La bibliothèque libre.
Aller à la navigation Aller à la recherche
Comtesse Mathieu de Noailles ()
Calmann-Lévy, éditeurs (p. 149).

NUIT VOLUPTUEUSE


Le Plaisir bondissait dans le jour d’ambre et d’or.
Voici la douce nuit plus complaisante encor ;
Son voile est odorant, ses yarois sont moelleuses,
L’insecte va jaillir des herbes populeuses.
Le ciel est descendu, l’air est rapetissé,
Les bruits qui ne sont pas de l’amour ont cessé ;
Tout s’accoste, tout court, se rejoint et s’enlace.
Ô voyage secret des choses dans l’espace !

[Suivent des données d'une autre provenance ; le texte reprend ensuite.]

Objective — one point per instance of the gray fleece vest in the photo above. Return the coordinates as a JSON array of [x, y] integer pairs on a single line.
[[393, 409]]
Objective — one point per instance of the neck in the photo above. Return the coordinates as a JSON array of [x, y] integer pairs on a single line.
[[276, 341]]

Nuit fraîche de l’été ! Les oiseaux dans les airs
S’attirent d’un soupir plus vif que les éclairs ;
Le désir est lui-même une aile, une fusée
Qui s’est partout levée et s’est partout posée ;
Les effluves, les cris et les scintillements
Dans l’ombre langoureuse annoncent les amants.
Les larges papillons, à qui leurs couleurs pèsent,
Sur le sol libre et doux s’affaissent et se baisent.
Un train roule, orageux ; ses sifflements soudains
Engouffrent des plaisirs brûlants dans les jardins.